Politics
Hamas and the Red Cross
What remains of the ICRC’s ostensible commitment to “neutrality, impartiality and independence” has been destroyed by the Gaza war.

On 19 January 2025, following the conclusion of Israel’s ceasefire agreement with Hamas, three Israeli women were released after 471 days of captivity in Gaza. The hostages were transferred to Red Cross vehicles, where they were harassed and taunted by armed “militants” and a menacing crowd that pressed itself against the windows and chanted “Allahu Akbar!” Officials of the International Committee of the Red Cross (ICRC) did nothing to interfere with this intimidating display of indignity and public humiliation.

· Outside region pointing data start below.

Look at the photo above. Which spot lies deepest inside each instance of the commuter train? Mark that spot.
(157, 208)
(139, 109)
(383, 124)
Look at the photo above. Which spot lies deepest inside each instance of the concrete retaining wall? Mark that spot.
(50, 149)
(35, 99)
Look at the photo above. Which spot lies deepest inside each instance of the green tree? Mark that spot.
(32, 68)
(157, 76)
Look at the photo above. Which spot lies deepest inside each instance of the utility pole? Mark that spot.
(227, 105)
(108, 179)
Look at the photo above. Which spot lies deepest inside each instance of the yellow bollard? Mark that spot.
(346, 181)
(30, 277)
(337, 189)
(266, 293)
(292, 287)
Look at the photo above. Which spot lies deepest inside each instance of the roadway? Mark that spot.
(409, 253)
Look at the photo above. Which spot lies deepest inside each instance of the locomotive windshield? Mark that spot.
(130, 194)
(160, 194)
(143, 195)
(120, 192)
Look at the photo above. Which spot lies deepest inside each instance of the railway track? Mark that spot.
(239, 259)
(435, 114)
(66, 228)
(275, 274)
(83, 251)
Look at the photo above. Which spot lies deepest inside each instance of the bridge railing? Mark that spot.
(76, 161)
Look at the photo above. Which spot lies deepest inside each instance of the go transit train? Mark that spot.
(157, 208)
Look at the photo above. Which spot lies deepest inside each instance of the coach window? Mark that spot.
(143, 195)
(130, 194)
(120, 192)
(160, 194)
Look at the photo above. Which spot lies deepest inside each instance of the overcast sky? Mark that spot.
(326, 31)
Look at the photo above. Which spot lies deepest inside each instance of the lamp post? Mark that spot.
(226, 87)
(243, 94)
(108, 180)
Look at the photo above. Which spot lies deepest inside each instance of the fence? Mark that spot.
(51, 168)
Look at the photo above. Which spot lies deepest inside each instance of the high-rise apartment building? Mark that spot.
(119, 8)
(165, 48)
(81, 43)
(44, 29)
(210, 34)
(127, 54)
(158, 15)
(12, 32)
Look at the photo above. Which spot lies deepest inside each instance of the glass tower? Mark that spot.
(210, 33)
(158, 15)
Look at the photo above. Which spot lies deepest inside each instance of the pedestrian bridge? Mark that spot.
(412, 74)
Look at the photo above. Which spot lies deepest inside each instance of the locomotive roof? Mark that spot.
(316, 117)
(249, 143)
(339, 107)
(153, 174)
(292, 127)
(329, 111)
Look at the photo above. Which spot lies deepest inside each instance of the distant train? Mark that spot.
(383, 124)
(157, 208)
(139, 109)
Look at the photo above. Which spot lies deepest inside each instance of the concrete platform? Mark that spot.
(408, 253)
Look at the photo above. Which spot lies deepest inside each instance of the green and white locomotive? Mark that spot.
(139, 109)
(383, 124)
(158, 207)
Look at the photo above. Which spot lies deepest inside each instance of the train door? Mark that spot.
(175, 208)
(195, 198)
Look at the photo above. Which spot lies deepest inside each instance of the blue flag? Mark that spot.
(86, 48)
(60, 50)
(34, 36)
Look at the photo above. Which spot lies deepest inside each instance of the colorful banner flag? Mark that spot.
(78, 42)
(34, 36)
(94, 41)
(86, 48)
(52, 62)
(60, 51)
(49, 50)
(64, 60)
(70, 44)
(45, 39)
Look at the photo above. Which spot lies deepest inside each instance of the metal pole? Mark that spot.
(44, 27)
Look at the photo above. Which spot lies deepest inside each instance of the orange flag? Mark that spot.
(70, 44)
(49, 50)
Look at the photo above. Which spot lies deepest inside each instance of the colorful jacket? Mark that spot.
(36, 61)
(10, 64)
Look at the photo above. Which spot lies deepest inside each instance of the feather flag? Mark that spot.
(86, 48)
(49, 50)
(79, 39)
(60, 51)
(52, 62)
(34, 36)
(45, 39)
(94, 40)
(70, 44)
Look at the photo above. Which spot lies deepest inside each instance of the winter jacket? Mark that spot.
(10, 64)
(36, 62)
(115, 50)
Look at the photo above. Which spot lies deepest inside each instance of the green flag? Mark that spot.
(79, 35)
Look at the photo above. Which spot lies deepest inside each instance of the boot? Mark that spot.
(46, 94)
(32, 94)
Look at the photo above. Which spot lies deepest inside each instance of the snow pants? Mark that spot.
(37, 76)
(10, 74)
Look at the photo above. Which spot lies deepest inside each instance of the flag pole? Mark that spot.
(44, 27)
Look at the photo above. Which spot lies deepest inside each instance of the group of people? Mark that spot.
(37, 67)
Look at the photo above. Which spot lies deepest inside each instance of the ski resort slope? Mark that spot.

Instead, uniformed ICRC officials complied when Hamas fighters handed them “certificates of completion to sign.” The three young women were then forced to hold these documents while their pictures were taken, as if they had come to Gaza for university courses.
Chaotic scenes enveloped the three hostages from Israel who were handed over to the Red Cross Sunday by masked Hamas militants wearing green headbands in a packed Gaza City squarehttps://t.co/W20Ss5OTly pic.twitter.com/XBss0CsBAD
— AFP News Agency (@AFP) January 20, 2025
This grotesque spectacle highlighted the degree to which the ICRC has been willing to serve as a prop for Hamas, before and after the Palestinian jihadists perpetrated the atrocities of 7 October 2023. More than 250 captives were seized from Israel on that terrible day. Most of them were alive, some were already dead, and a still-unknown number have since died in captivity or been murdered by their abductors. Not one of the Israeli abductees received a visit from the organisation ostensibly responsible for implementing the requirements of the Geneva Convention. The Red Cross did not provide a shred of information to the tormented families regarding the condition of the captives because, as its own official statements blandly insist, without the agreement of the Hamas, “the ICRC cannot act.”